Deutschland steht vor einer entscheidenden wirtschaftspolitischen Zäsur. Reint Gropp, Präsident des Instituts für Wirtschaftsforschung Halle (IWH), spricht in einem aktuellen Interview über die Herausforderungen und notwendigen Reformen, die die Bundesregierung angehen muss. Seiner Meinung nach reichen kosmetische Änderungen nicht aus, um die drängenden Probleme zu lösen. Gropp fordert tiefgreifende und umfassende Reformen, insbesondere im Bereich der Renten. Er stellt fest, dass die gegenwärtigen Rentenmodelle nicht finanzierbar sind und deutet auf die demografischen Herausforderungen hin, die hierbei besonders ins Gewicht fallen.

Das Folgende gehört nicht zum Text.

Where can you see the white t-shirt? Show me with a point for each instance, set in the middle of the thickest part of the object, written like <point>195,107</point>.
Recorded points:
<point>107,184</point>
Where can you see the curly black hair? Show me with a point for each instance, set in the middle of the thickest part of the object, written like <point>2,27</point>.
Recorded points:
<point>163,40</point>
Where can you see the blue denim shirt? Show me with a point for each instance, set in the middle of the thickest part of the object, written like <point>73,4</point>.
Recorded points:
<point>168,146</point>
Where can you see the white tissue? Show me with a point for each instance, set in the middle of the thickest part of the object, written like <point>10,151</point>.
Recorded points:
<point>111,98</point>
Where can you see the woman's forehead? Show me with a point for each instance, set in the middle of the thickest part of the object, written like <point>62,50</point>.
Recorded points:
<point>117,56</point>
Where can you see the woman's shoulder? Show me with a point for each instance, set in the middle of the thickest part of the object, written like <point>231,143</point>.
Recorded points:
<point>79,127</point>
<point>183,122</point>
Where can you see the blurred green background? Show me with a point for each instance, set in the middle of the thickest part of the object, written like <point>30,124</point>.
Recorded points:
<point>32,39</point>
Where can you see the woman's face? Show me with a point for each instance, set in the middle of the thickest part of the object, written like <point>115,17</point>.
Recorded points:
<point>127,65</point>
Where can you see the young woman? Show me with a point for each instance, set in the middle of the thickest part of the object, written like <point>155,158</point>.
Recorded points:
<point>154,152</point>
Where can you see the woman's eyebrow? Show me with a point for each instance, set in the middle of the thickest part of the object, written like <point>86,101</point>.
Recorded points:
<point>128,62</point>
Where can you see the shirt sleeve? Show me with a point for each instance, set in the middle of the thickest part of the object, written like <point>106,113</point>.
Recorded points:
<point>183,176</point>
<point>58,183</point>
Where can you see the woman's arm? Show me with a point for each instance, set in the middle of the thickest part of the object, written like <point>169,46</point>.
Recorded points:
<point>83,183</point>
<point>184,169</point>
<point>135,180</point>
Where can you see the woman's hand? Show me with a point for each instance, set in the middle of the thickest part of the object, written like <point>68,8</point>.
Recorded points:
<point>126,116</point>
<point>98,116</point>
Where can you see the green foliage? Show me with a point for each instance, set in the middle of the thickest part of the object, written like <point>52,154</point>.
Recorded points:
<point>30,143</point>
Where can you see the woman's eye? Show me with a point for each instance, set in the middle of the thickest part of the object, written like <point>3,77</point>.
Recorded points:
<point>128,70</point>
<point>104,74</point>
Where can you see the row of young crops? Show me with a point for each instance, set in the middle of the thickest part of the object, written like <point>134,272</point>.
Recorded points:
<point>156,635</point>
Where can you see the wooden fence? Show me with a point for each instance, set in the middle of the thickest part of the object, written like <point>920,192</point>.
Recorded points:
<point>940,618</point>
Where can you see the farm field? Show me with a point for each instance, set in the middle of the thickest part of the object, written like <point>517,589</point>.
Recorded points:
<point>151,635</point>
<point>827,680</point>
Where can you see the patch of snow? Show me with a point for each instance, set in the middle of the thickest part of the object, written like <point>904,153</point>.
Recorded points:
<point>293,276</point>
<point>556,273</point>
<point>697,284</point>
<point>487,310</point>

Zusätzlich äußert Gropp Frustration über das aktuelle Steuermodell, das vor allem mittlere Einkommen stark belastet. Er sieht die Notwendigkeit einer gerechteren Einkommensverteilung, um das Vertrauen der Bürger in die Politik zurückzugewinnen. Dies wird auch von Claudia Schnitzer, Chefin der Wirtschaftsweisen, unterstützt. Sie fordert ein entschlossenes Handeln in fünf Kernbereichen, um die Wettbewerbsfähigkeit Deutschlands zu sichern. Dazu gehört die sofortige Abschaffung der „Rente mit 63“ und die Anpassung des Rentenalters an die Lebenserwartung, damit zwei Drittel der zusätzlichen Lebenszeit in die Arbeit fließen.
Notwendige Reformen für die Zukunft
Darüber hinaus sieht Gropp auch dringenden Handlungsbedarf in der Energie- und Klimapolitik. Um im internationalen Wettbewerb bestehen zu können, sind grundlegende Reformen gefordert. Auch Schnitzer betont, dass die Transformation der Industrie entscheidend für die Wettbewerbsfähigkeit sei, und hebt die Notwendigkeit eines klaren Fokus auf Elektroautos hervor. Sie ruft zudem zur Verbesserung der Ladeinfrastruktur auf, die gegenwärtig als unzureichend gilt.
Ein weiterer Punkt, der sowohl von Gropp als auch Schnitzer aufgegriffen wird, ist der Abbau von Bürokratie. Insbesondere in Bezug auf eine mögliche Koalition zwischen Union und SPD sieht Gropp Spannungen, erkennt jedoch auch Gemeinsamkeiten in den Zielen beider Parteien in Bezug auf Bürokratieabbau und Klimapolitik.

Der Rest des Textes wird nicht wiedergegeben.